Reaction mechanism of O3 activation and singlet oxygen generation on N-doped defective nanocarbons
A research team led by Prof. Cao Hongbin from the Institute of Process Engineering (IPE) of the Chinese Academy of Sciences has revealed the catalytic reaction mechanism of O3 activation and singlet oxygen (1O2) generation on N-doped defective nanocarbons.
This work was published in Environmental Science & Technology on May 26.
Catalytic ozonation is promising for water purification due to its excellent performance in pollutants abatement, which generally relies on the efficient conversion of O3 into reactive oxygen species. However, the reaction mechanism of catalytic ozonation remains unclear.
In this study, the researchers chose eight representative configurations of N-doped defective nanocarbons (N-DNCs) and 10 active sites, and systematically mapped out the O3 decomposition processes on these active sites by density functional theory (DFT) calculations.
They found that O3 could decompose into an adsorbed atomic oxygen species (Oads) and an 3O2 on the active sites. The Oads may not only act as an initiator for generating reactive oxygen species, but also directly attack the organics on partial sites.
On the N site and C site of the N4V2 system (quadri-pyridinic N with two vacancies) and the pyridinic N site at edge, O3 could be activated into 1O2 in addition to 3O2. The N4V2 system is predicted to have the best activity among the N-DNCs studied, said Dr. Yu Guangfei from IPE.
Furthermore, based on the DFT results, the machine learning models were utilized to correlate the O3 activation activity with the local and global properties of the catalyst surfaces. Among several models, XGBoost performed the best, with the condensed dual descriptor being the most important feature.
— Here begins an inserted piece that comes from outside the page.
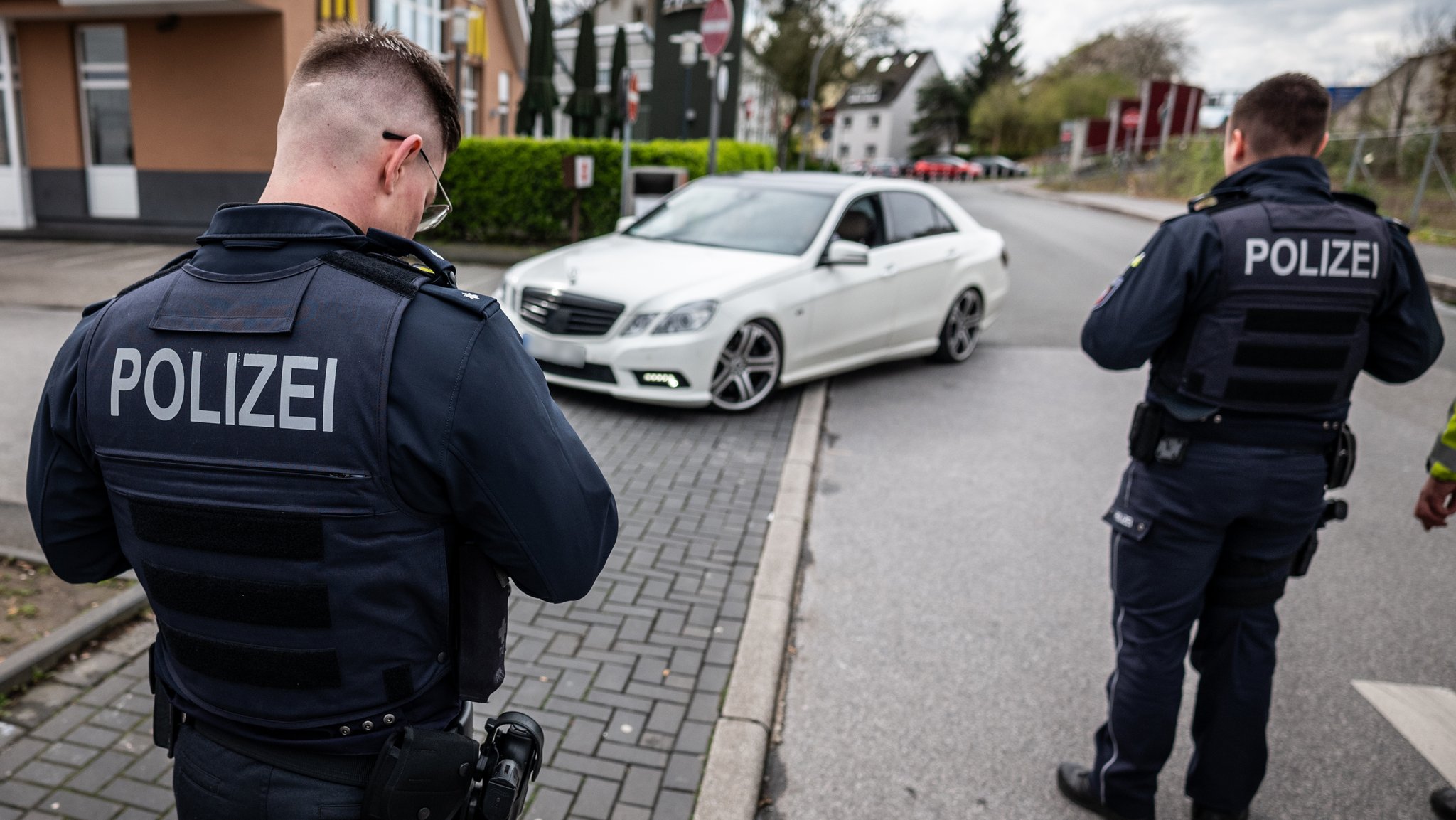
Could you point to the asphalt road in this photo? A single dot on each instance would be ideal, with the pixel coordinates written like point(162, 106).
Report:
point(953, 639)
"This contribution not only provides insights into the molecular mechanism of catalytic ozonation process on N-DNCs, but also demonstrates the power of combining the DFT calculation with machine learning for predicting catalytic performance of novel materials," said Prof. Xie Yongbing from IPE. "This approach can be extended to search for and design efficient catalysts for environmental and other applications."